23
Experimenting with Data Visualization Using Vega Lite
For this blog post, I'm going to sidetrack from the usual tutorials and step-by-steps to shed light on a topic that's very important to me.
Disparity in COVID-19 Infections and Deaths Between Different Racial/Ethnic Groups and the Latinx Community
In light of recent news regarding massive spikes in COVID-19 cases, I wanted to create a visualization using data pulled from the CDC regarding COVID-19 infections and deaths within the Latinx community.
While I had fun creating this visualization, I'm by no means a data scientist. I want you to take this with a grain of salt and understand that I'm as new to this as you might be. With that said, if any data scientists or data viz engineers out there want to reach out to me with pointers, I'm all ears. Let's dive in.
Before embarking on this data-visualization journey, I was curious about statistics and data surrounding my community in regards to COVID-19 infection/death rates and their causes. I live in a predominantly Latinx neighborhood in Oakland, and have seen the various community programs incentivizing vaccination against the virus. Despite their best efforts however, according to data from the CDC and the CA Department of Public Health, Latinx and other people of color are disproportionately affected amid worsening historical inequities.
Latinx communities comprise 18.5% of the U.S. population. And they are being severely impacted by COVID-19.

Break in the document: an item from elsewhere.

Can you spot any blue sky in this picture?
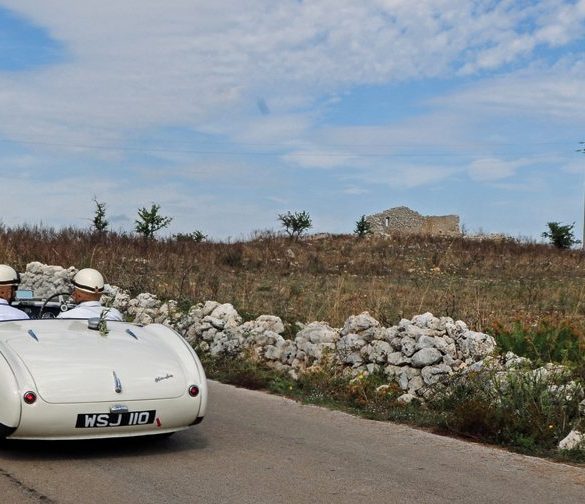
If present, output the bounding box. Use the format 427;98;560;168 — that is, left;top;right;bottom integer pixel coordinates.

So why do they make up such a small amount of people getting vaccinated in some states?
Lack of access, vaccine confidence, and misinformation might be part of the answer.
Most states are following the CDC recommendations with vaccine rollout by prioritizing health care workers and elderly people living in assisted living facilities.

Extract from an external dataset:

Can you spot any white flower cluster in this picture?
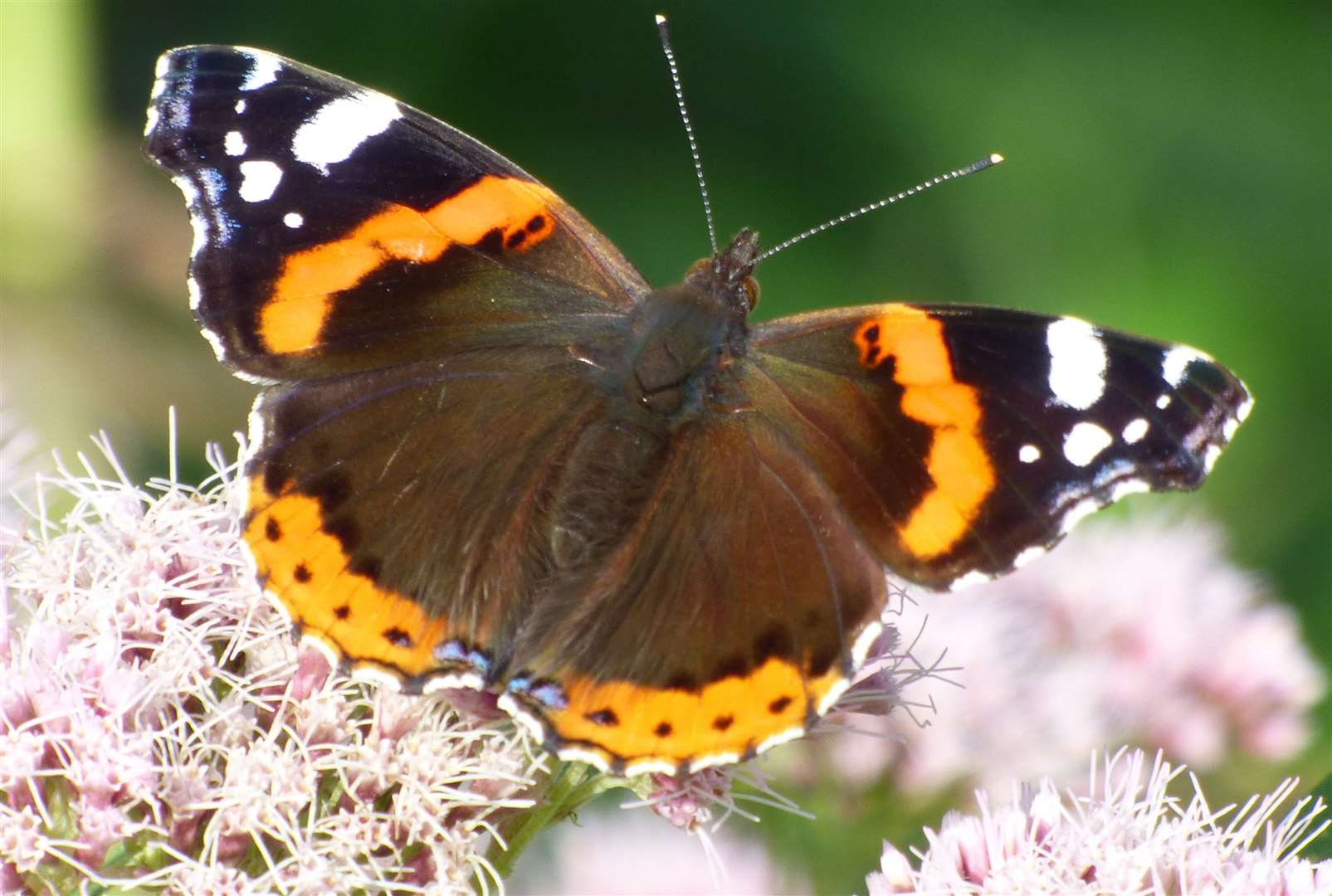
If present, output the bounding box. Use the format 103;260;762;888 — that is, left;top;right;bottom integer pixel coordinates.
0;442;539;894
866;751;1332;896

However, this can leave states open to interpret who is defined as a health care worker, sometimes leaving out essential workers who are still regularly exposed to COVID-19, such as janitorial and cleaning staff. Where often, essential workers and service workers come from Latinx and Black communities.
In Jean Guerrero's op-ed in The LA Times, they explain the effect of misinformation in Latinx communities:
Now, Latinos lag behind in vaccination rates, driven in part by Spanish-language disinformation deliberately targeting us on Facebook, YouTube, WhatsApp and more. The conspiracy forces that tried to depress Latino voter turnout with lies about the election now appear to be using internet platforms to tell Latinos the vaccine contains a microchip, alters DNA or causes stillbirths. The misinformation then spreads through word of mouth.
Using data pulled from the CDC's National Center for Health Statistics, I plotted a graph using the Vega-Lite JavaScript library on the Observable platform. In the following steps I'm going to detail how I pulled and plotted data illustrating deaths in Latinx communities by county in California.
Using the Observable Platform, I was able to plot the following graph by simply fetching data from the CDC API like so:
url = 'https://data.cdc.gov/resource/k8wy-p9cg.json?state=CA'
I then require
d3-fetch
in order to have access to its JSON parser method to use with the CDC API.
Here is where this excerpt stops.